50th President of the Supreme Court of Costa Rica
- In office 12 July 1999 – 17 February 2013
- Preceded by: Edgar Cervantes Villalta
- Succeeded by: Zarela Villanueva Monge

Magistrate of the Supreme Court of Costa Rica
- In office 27 September 1989 – 17 February 2013
- Preceded by: Seat established
- Succeeded by: Nancy Hernández López
- In office 7 September 1983 – 8 May 1986
- Preceded by: Hugo Porter Murillo
- Succeeded by: Mario Houed Vega

Minister of Justice and Grace
- In office 8 May 1986 – 27 September 1989
- President: Óscar Arias Sánchez
- Preceded by: Hugo Muñoz Quesada
- Succeeded by: Maruja Chacón Pacheco

Personal details
- Born: Luis Paulino Mora Mora 8 April 1944 Santiago de Puriscal, Costa Rica
- Died: 17 February 2013 (aged 68) San José, Costa Rica
- Education: University of Costa Rica (LLB) Complutense University of Madrid (LL.D.)

= Luis Paulino Mora Mora =

Costa Rican judge (1944–2013)

Luis Paulino Mora Mora (8 April 1944 – 17 February 2013) was a Costa Rican judge and politician who served as the 50th President of the Supreme Court of Costa Rica from 1999 until his death in 2013.

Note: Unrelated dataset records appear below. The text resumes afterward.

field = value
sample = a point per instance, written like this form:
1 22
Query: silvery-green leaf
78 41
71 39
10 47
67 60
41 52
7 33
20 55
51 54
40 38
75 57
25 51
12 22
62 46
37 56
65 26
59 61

He served as Criminal Judge and Juvenile Judge of Limón (1969-1975), First Criminal Judge of San José (1975), and Superior Criminal Judge of San José (1975-1983). In 1983, he was elected as Magistrate of the Third Chamber of Cassation of the Supreme Court of Justice, a position he held until his resignation in 1986.

From 1985 to 1986 he was director of the Technical Assistance Area of the Latin American Institute of the United Nations for the Prevention of Crime and Treatment of Offenders (ILANUD). From 1986 to 1989, he served as Minister of Justice and Grace in the first administration of Óscar Arias Sánchez.

In September 1989, the Legislative Assembly elected him as a magistrate of the newly established Constitutional Chamber of the Supreme Court of Justice of Costa Rica for the 1989-1997 term, and he was re-elected in 1997 and 2005. In 1999, he was elected President of the Supreme Court of Justice.

He died in San José on 17 February 2013, at the age of 68.